Let’s see…468 parking spaces, 197 rentals…that works out to two (2) parking spaces per apartment and seventy one (71) parking spaces for the retail portion.

Looks like to me that those are going to be some pretty pricey apartments.

Skipip
5 years ago

Miami should amend miami 21 to provide developers an incentive in the urban core to contribute to a mass transit fund (that will be used for mass transit improvements) in exchange for reduced parking, similar to the affordable housing fund for height bonus.

Andrew
5 years ago

Totally agree. And not everyone has a car, plus not everyone will drive for retail if they are already nearby. Tons of parking just encourages more cars. If parking was a pain, you might consider other options for transit.

Anonymous
5 years ago

Traffic’s already enough of a pain for people to consider transit options; there just aren’t any in this area. But not like anyone wants to go to the Design District, Midtown, Wynwood or Edgewater or anything…

Laz
5 years ago

Im just so sick of these anti-car people, in miami you need a car, end of story. you need to go work, you need to go out and have fun. As much as these eco-friendly urbanist like to think this is not new york, you do not have a subway system that stops at almost every possible section of the city.

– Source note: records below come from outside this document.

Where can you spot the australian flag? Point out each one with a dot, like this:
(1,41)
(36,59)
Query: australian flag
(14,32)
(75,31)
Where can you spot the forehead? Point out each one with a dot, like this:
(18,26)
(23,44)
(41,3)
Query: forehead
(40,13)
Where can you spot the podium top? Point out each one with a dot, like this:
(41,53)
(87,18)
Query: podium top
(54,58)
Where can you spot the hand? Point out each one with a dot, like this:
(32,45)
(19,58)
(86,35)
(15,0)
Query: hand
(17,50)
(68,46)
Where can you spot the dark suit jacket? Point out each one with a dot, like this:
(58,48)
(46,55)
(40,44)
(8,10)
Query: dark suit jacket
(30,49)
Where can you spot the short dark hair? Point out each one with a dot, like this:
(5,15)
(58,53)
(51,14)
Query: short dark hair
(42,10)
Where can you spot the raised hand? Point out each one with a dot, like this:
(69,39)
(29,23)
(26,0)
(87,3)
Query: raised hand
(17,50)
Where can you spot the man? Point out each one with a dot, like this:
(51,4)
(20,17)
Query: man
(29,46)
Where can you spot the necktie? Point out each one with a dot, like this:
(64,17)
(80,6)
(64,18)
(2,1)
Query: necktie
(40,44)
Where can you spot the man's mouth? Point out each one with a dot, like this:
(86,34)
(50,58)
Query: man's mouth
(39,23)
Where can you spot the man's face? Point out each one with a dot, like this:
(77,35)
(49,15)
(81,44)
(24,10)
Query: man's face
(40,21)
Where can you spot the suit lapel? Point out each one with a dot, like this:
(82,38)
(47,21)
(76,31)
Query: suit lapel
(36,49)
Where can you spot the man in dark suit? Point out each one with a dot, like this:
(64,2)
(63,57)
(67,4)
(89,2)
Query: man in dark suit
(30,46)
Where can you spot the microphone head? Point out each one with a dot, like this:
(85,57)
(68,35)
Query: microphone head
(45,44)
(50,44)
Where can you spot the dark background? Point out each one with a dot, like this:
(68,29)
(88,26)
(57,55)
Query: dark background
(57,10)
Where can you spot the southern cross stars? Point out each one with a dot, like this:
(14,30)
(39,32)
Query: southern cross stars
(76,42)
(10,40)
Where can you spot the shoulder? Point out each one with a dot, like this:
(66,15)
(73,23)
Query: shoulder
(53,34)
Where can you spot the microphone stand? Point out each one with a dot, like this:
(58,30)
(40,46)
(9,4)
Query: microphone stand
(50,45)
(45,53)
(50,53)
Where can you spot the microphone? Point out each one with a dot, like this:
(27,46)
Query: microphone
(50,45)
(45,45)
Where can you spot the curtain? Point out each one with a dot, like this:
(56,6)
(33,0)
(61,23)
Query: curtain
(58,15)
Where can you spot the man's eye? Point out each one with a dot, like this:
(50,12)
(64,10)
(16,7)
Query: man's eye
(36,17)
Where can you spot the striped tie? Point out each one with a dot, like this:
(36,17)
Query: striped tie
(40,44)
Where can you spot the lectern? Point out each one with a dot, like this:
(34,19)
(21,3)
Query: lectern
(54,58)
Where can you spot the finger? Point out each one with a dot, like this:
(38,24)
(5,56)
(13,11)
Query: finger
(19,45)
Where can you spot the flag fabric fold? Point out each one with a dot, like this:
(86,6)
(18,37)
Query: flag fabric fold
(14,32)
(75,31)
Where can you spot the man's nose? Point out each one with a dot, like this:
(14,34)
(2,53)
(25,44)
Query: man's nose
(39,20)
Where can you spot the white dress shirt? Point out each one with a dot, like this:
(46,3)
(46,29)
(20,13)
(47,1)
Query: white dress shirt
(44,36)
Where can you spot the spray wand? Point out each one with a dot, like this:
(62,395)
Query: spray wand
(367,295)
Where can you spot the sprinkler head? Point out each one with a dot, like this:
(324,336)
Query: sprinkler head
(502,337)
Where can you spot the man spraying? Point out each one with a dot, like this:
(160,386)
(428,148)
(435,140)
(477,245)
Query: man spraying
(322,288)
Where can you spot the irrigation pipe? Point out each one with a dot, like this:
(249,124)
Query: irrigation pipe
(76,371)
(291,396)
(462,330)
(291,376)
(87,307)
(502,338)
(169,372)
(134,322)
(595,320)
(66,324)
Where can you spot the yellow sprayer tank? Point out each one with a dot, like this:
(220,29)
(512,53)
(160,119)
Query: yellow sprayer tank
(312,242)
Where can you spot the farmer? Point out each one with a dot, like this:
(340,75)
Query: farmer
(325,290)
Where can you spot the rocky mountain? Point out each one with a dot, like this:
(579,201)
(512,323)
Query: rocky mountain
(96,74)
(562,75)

ive said it a million times most people that live in downtown/brickell dont work there.they need a car to get to work.

Obviously
5 years ago

Funny, I haven’t seen anyone say Miami is New York City. I think what people are saying is that while areas like Midtown, Edgewater, and the Design District is up and coming and not densely pack yet, right now we see a great oppourtunity for the city to expand Metro Mover up into and throughout these areas. Expanding parking lots and more space for cars where more reasonable price units could be built on encourages more driving, which does nothing but clog streets and pollute the air (I won’t even mention Global Warming).